Se già questo sistema era discutibile negli anni Settanta, oggi è completamente fuori tempo. Prima di tutto perché, se è stato eliminato il finanziamento pubblico ai partiti, non ha alcun senso sovvenzionare giornali sia pure indirettamente organi di un’associazione politica. E poi perché, lo sappiamo, lo Stato non dà niente per niente: o pensate che la Pravda prima del 1917 fosse finanziata dallo zar o l’Ordine nuovo di Gramsci da Mussolini? Se lo Stato ti finanzia, in maniera più o meno diretta, ha diritto a esercitare un controllo su quello che fai e su quello che scrivi, sia pure nella forma del rispetto delle regole che, però, come dimostra proprio il caso del Foglio, possono portare a molteplici interpretazioni. In questo caso l’interpretazione dello Stato, cioè della guardia di finanza, che lamenta irregolarità, non collima con quello degli avvocati del Foglio.

Ipocrisia quindi da parte dello Stato. Che fa il paio con l’ipocrisia dall’altra parte della barricata, in questo caso del direttore del Foglio e dei suoi numerosi supporter. Qui il livello di tartufismo è sublime. C’è quello, maggiormente messo in rilievo perché più evidente, che cozza direttamente con la battaglia del giornale per il libero mercato assoluto, contro gli aiuti di Stato, contro l’assistenzialismo, per la «durezza del vivere» (un espressione del Ministro dell’Economia del secondo governo Prodi, Tommaso Padoa Schioppa).

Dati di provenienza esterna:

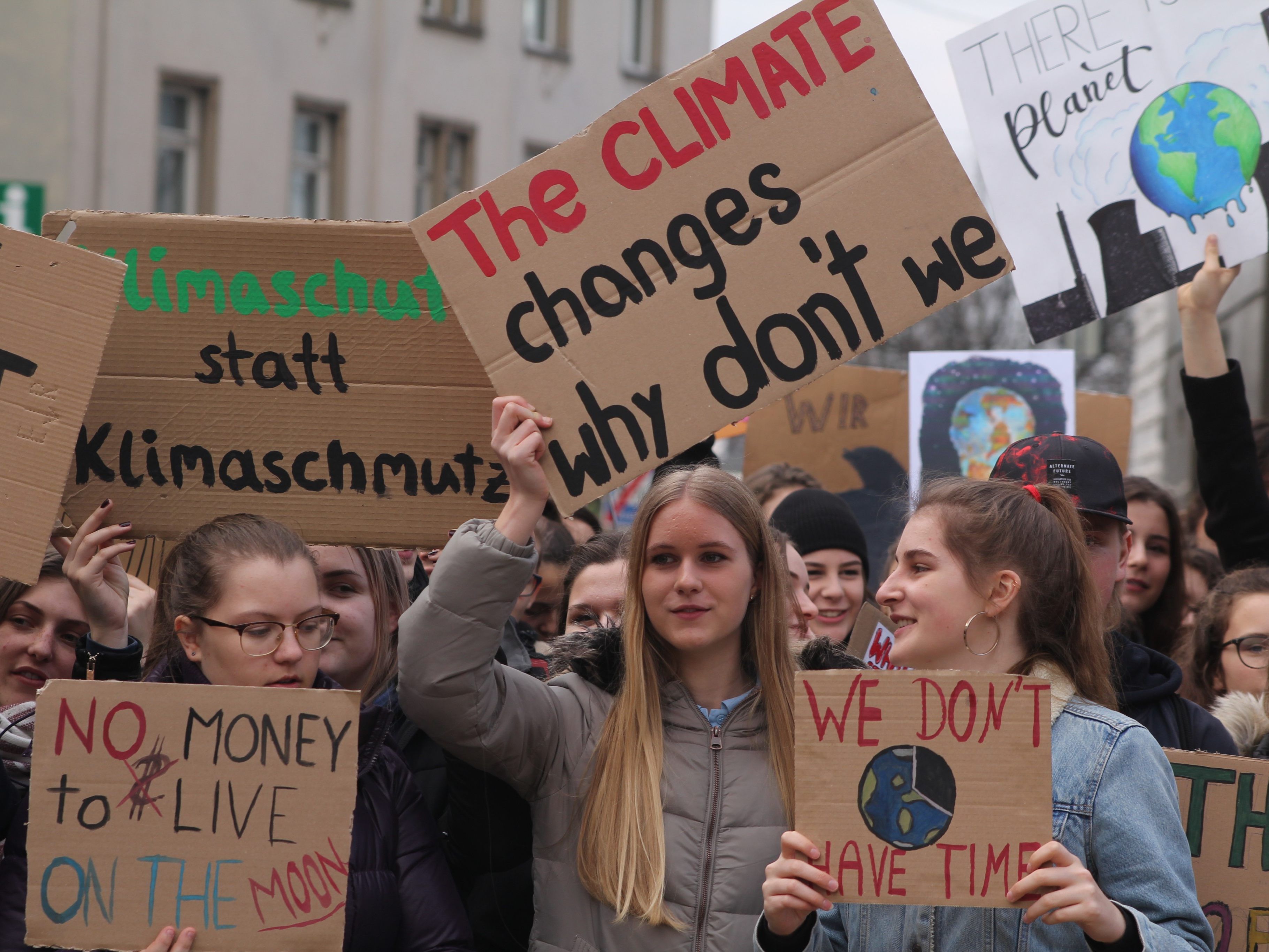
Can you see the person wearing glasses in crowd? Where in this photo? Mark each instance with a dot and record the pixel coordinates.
(1231, 657)
(240, 603)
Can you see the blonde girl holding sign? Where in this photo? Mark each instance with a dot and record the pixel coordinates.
(660, 777)
(1012, 560)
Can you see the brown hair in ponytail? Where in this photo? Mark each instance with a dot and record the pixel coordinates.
(994, 525)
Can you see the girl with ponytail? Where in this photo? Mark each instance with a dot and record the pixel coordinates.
(659, 767)
(994, 577)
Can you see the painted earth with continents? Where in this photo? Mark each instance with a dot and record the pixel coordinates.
(1195, 150)
(907, 796)
(985, 422)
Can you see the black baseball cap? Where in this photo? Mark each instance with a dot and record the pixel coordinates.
(1085, 469)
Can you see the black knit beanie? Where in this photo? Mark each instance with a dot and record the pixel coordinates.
(815, 520)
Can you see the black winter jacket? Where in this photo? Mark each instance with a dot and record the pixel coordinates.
(1229, 477)
(400, 893)
(108, 664)
(1146, 690)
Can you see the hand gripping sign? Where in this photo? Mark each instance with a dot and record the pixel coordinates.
(225, 809)
(923, 787)
(725, 235)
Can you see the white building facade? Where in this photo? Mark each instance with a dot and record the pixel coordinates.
(313, 108)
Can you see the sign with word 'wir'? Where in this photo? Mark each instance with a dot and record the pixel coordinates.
(725, 235)
(225, 809)
(56, 313)
(303, 370)
(1225, 805)
(900, 782)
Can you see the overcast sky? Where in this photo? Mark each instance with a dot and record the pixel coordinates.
(922, 30)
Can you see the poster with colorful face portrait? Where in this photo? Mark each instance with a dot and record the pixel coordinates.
(966, 407)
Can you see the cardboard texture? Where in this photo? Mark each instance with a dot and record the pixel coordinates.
(1106, 418)
(847, 409)
(1223, 807)
(146, 560)
(1113, 139)
(872, 638)
(225, 809)
(951, 824)
(725, 235)
(59, 304)
(282, 367)
(867, 407)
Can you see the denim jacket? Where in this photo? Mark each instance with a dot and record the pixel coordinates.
(1115, 808)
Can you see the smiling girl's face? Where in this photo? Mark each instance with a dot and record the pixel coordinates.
(697, 577)
(838, 591)
(1149, 559)
(257, 591)
(39, 635)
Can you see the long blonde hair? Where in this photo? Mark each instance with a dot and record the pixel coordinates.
(621, 855)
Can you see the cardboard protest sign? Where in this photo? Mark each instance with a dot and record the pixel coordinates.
(872, 638)
(966, 407)
(823, 426)
(56, 308)
(1223, 805)
(303, 370)
(923, 787)
(1113, 139)
(726, 234)
(225, 809)
(1106, 418)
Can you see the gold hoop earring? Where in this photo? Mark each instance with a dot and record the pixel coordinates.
(965, 637)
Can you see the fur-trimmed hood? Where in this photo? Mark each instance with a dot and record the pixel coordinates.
(1245, 718)
(596, 657)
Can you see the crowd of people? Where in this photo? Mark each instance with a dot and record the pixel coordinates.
(574, 739)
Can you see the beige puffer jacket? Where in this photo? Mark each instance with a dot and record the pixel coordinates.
(723, 810)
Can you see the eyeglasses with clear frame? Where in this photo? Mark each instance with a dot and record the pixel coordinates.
(1253, 650)
(262, 639)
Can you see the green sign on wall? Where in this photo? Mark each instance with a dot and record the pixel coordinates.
(22, 206)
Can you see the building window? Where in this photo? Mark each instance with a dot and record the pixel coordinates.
(315, 181)
(183, 172)
(461, 16)
(546, 27)
(443, 164)
(641, 36)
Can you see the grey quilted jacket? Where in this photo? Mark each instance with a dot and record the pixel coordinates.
(721, 805)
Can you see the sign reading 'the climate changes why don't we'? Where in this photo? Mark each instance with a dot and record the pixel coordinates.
(303, 370)
(923, 787)
(225, 809)
(723, 237)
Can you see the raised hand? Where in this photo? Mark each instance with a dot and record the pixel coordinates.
(517, 439)
(91, 563)
(1205, 292)
(1070, 894)
(794, 888)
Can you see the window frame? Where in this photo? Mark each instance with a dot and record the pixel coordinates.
(200, 187)
(555, 45)
(446, 131)
(330, 168)
(465, 17)
(648, 35)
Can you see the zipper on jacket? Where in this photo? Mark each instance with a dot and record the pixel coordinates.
(698, 940)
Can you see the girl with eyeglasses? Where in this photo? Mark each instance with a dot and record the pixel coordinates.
(240, 603)
(1231, 657)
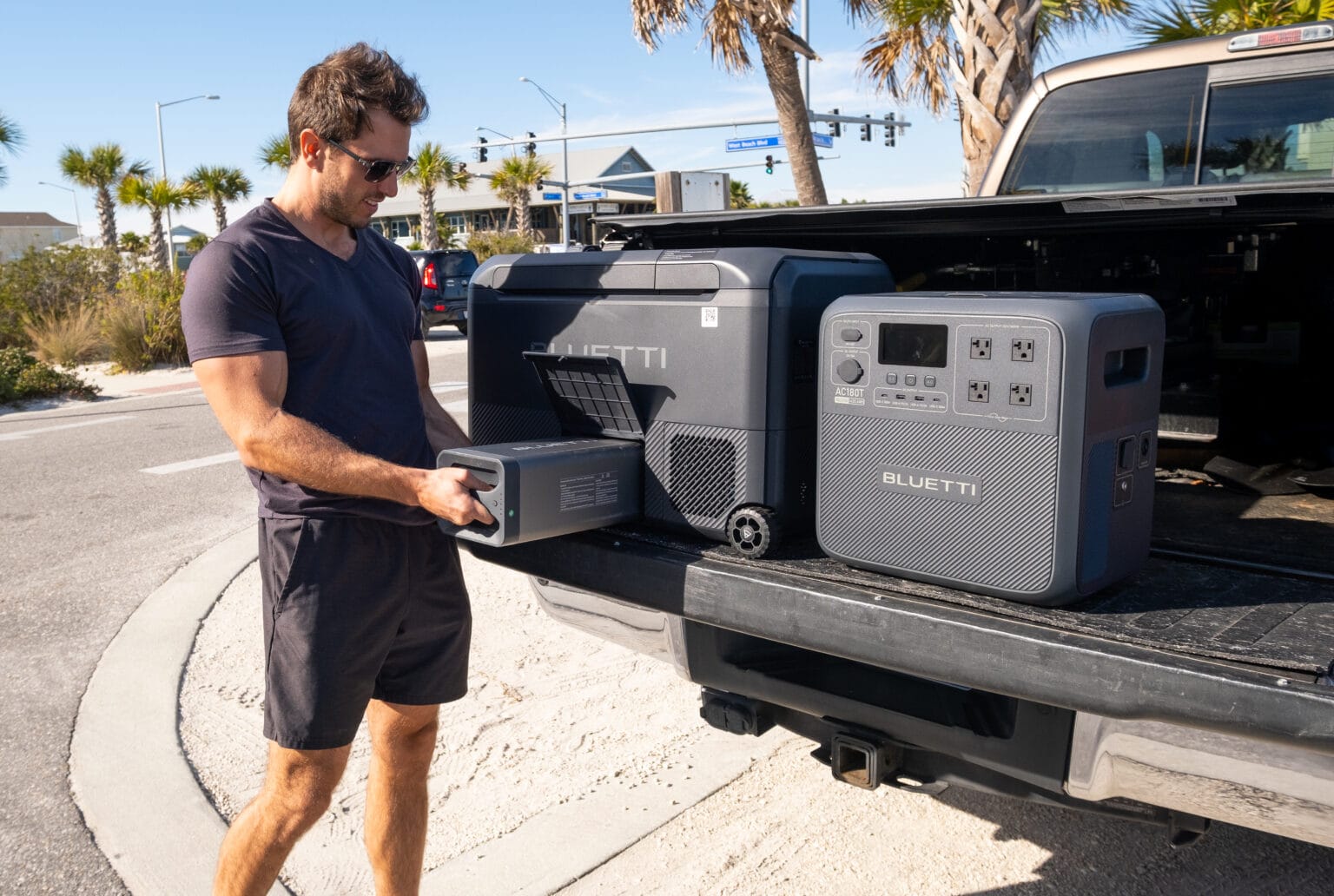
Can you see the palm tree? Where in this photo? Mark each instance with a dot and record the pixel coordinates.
(982, 52)
(276, 152)
(158, 196)
(727, 25)
(100, 169)
(514, 181)
(433, 166)
(11, 137)
(1185, 19)
(741, 194)
(221, 186)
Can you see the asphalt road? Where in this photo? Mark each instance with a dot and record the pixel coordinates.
(87, 537)
(89, 534)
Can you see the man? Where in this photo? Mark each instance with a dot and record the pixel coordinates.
(303, 331)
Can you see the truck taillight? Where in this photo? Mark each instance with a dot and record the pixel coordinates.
(1281, 37)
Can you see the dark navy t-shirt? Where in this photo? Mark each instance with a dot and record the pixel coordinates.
(347, 330)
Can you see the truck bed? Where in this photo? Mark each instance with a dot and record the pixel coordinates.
(1232, 619)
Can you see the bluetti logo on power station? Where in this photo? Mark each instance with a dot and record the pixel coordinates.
(925, 483)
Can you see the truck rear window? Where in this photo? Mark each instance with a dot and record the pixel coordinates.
(1126, 132)
(1141, 132)
(1279, 129)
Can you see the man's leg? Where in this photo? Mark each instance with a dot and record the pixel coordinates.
(402, 743)
(298, 787)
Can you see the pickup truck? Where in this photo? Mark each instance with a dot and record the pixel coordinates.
(1201, 688)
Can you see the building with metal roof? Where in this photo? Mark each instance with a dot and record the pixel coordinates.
(23, 231)
(602, 181)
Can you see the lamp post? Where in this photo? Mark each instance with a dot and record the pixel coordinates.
(565, 161)
(162, 167)
(69, 189)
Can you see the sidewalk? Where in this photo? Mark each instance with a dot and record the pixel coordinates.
(565, 752)
(159, 380)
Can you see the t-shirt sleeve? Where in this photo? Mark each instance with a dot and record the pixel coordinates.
(229, 306)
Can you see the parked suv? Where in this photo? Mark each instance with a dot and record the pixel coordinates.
(445, 287)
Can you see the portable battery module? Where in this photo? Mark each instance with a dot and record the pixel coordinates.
(586, 479)
(998, 443)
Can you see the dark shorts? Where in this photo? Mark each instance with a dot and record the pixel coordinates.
(358, 609)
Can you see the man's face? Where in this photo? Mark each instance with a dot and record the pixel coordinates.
(345, 194)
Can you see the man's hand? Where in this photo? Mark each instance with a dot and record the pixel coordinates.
(447, 492)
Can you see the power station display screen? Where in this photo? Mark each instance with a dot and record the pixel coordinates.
(914, 344)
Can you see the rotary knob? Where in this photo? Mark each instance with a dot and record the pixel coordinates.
(849, 370)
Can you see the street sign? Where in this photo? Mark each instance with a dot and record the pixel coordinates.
(754, 143)
(774, 143)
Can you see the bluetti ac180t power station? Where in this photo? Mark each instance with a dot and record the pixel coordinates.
(998, 443)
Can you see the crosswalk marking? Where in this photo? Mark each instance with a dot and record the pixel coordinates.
(192, 464)
(25, 433)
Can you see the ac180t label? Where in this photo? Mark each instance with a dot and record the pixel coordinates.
(925, 483)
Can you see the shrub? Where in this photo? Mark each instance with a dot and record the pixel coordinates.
(66, 339)
(142, 324)
(487, 243)
(51, 280)
(123, 327)
(22, 376)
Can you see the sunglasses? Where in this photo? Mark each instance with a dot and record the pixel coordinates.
(376, 169)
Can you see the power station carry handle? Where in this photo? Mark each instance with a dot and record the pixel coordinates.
(492, 499)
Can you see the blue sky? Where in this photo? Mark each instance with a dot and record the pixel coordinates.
(89, 75)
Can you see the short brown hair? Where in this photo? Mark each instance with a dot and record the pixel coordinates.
(335, 97)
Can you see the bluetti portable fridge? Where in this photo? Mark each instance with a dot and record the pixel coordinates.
(719, 350)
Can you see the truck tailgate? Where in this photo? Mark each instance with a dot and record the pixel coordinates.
(1205, 635)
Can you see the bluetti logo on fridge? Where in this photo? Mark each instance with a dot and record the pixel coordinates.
(926, 483)
(650, 356)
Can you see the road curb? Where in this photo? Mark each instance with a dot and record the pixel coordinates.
(127, 769)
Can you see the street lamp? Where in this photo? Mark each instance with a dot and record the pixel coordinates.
(162, 167)
(77, 223)
(565, 161)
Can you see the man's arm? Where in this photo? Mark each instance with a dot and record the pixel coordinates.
(440, 428)
(246, 392)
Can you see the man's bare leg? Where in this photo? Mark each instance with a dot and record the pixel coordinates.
(402, 743)
(298, 787)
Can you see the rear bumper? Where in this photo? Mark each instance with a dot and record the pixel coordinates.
(1258, 784)
(445, 313)
(1262, 786)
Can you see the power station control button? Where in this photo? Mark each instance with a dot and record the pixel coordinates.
(849, 371)
(1124, 491)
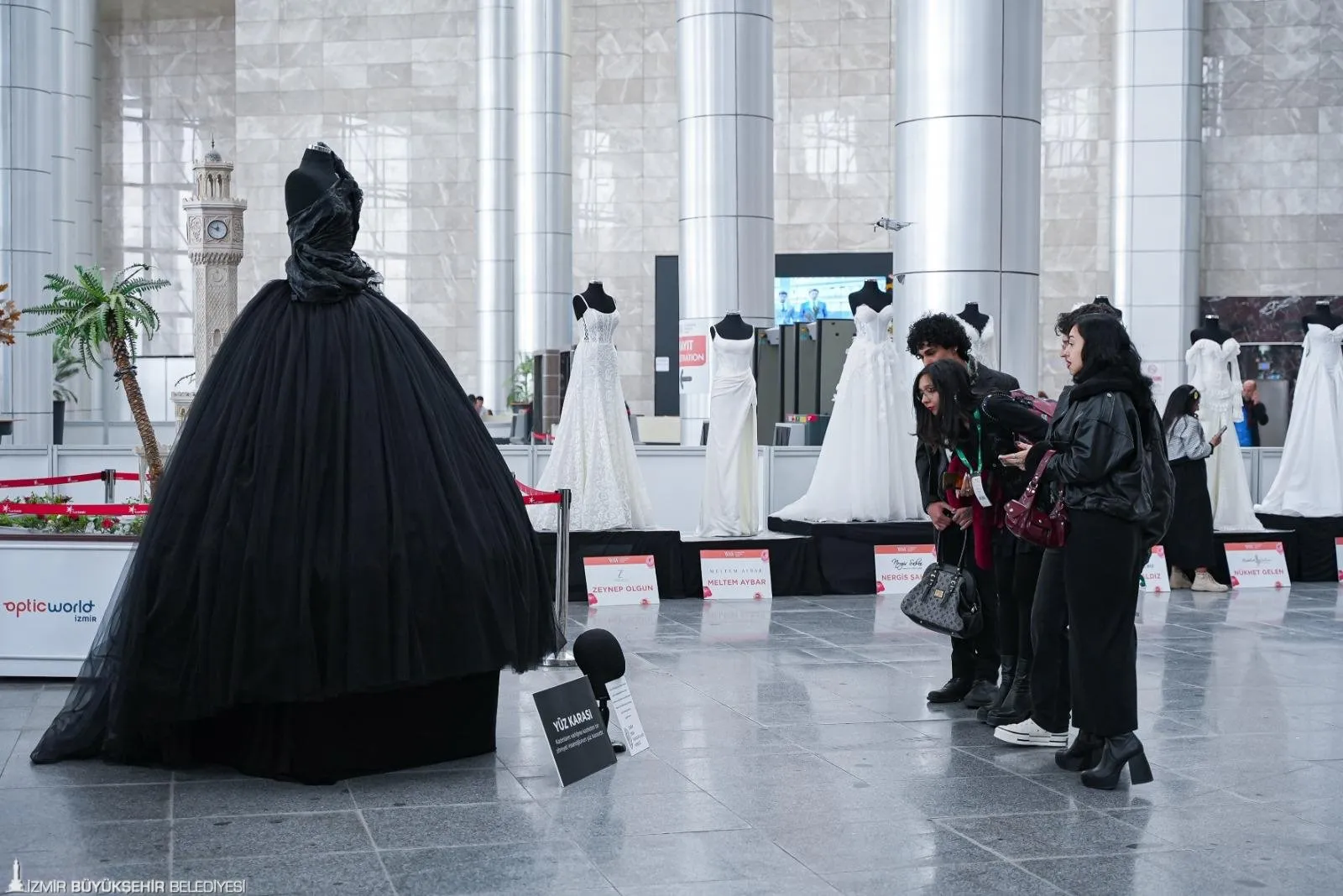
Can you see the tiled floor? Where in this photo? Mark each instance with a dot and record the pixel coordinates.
(792, 754)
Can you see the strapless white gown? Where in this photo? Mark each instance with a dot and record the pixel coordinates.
(729, 501)
(594, 448)
(1309, 481)
(1220, 408)
(866, 466)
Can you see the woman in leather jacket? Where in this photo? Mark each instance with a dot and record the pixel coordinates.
(964, 435)
(1110, 461)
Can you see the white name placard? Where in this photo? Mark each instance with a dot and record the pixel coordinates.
(736, 576)
(621, 581)
(1155, 576)
(900, 566)
(626, 716)
(1257, 565)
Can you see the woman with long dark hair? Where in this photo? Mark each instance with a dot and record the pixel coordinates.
(969, 434)
(1108, 457)
(1189, 542)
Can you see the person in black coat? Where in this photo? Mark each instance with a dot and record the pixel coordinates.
(1111, 463)
(942, 337)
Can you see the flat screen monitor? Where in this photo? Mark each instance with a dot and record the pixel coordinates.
(802, 300)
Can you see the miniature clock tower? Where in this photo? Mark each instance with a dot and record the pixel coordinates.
(215, 247)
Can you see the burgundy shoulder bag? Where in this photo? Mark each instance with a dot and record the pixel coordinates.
(1031, 524)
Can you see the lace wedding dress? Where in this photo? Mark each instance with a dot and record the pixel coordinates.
(1309, 481)
(729, 499)
(594, 448)
(1220, 407)
(866, 466)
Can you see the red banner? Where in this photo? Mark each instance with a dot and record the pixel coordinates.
(73, 510)
(64, 481)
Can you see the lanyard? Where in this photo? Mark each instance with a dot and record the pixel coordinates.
(980, 440)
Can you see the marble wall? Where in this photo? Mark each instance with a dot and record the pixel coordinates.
(393, 89)
(1273, 148)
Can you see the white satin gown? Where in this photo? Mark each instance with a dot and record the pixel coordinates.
(866, 466)
(1309, 481)
(729, 501)
(593, 455)
(1220, 408)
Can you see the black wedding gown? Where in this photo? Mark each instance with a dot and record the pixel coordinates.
(337, 564)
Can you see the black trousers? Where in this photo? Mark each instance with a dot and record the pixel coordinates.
(973, 658)
(1100, 585)
(1016, 573)
(1051, 695)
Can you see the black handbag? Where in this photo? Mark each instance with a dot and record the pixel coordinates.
(946, 600)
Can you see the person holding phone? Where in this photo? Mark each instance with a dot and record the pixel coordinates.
(1190, 544)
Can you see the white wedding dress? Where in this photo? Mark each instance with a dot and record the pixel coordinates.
(729, 499)
(1309, 479)
(594, 448)
(866, 466)
(1220, 408)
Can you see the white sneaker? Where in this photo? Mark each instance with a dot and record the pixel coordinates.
(1205, 582)
(1027, 734)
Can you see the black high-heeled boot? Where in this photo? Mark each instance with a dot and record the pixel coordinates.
(1004, 687)
(1125, 748)
(1016, 707)
(1083, 754)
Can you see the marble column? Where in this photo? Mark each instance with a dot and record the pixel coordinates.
(494, 201)
(967, 113)
(1157, 181)
(725, 107)
(27, 123)
(544, 176)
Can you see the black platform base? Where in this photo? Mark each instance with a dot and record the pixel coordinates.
(794, 569)
(1315, 541)
(845, 550)
(664, 544)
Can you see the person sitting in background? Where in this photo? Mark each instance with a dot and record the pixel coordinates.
(1256, 416)
(1189, 542)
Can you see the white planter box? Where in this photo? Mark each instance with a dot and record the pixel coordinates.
(54, 593)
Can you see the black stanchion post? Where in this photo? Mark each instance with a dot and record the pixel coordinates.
(562, 658)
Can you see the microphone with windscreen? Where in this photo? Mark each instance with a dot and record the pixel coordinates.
(601, 659)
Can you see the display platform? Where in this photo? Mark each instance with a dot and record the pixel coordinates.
(845, 550)
(794, 569)
(1291, 550)
(662, 544)
(1315, 541)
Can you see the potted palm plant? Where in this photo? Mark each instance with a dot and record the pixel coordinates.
(64, 365)
(8, 320)
(89, 314)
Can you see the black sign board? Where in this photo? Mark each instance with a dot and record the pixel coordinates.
(572, 721)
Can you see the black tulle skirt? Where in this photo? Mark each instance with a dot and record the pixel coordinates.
(336, 566)
(1190, 542)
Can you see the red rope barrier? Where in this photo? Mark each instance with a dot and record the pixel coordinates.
(536, 497)
(73, 510)
(64, 481)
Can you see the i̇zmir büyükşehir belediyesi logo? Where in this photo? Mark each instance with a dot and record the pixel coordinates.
(82, 611)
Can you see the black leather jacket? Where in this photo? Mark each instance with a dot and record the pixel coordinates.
(1107, 461)
(931, 463)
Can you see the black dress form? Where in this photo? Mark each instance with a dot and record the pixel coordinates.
(732, 327)
(872, 295)
(1210, 329)
(1323, 314)
(337, 564)
(595, 298)
(974, 317)
(316, 175)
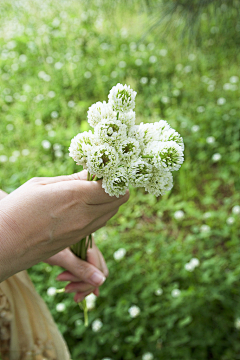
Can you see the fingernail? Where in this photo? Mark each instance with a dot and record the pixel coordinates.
(97, 279)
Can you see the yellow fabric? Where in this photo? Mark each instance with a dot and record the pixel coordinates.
(27, 329)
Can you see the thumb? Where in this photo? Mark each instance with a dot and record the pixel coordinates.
(82, 175)
(83, 270)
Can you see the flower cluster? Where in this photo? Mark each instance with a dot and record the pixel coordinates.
(122, 153)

No agli aiuti di Stato per IlvaAlitalia, sì per quelli al proprio giornale? Ma quest’atteggiamento ha dietro di sé una lunga tradizione: già Vilfredo Pareto a fine Ottocento ridicolizzava i «liberisti» a parole in realtà succhioni dei proventi dello Stato. Per forza, il liberismo in genere, e quello italiano in particolare, è sempre stato ultradogmatico in quanto minoritario, e talmente  fondato su prediche astratte, da cogliere nel fallo subito quei chierici costretti, malgrado loro, a vivere nel mondo.

L’altra ipocrisia è strettamente politica: i rumorosi amici del Foglio gridano alla censura, al governo che vorrebbe far chiudere il giornale. Ma l’esecutivo non vuol serrare un bel niente: si limiterebbe eventualmente a non finanziare più il giornale. Se poi chiudesse, non riuscendo a «stare autonomamente sul mercato» dal Foglio tanto idealizzato, non sarebbe un fucking problem dell’esecutivo, Inoltre, in questo caso, lo stop al finanziamento sarebbe causato da una diatriba di carattere amministrativo, come tale da gestire con gli strumenti del diritto: ci auguriamo che abbia ragione Il Foglio e che si tratti di un equivoco ma, nel caso contrario, sarebbe difficile gridare al Minculpop.

L’aspetto più ipocrita di questa denunzia politica sta nel fatto che il governo, secondo il Foglio censore, è in realtà un esecutivo loro amico. Gli ululati contro i sovranisti autoritari potevano infatti avere un senso durante il governo precedente, dove però i più radicali nel voler chiudere le sovvenzioni ai giornali non erano nella Lega, ma nei 5 Stelle. Cioè gli stessi che ora si sono alleati con il Pd e con Italia Viva, i partiti di riferimento del Foglio, se non altro perché esponenti e persino parlamentari dell’uno e dell’altro vi scrivono regolarmente.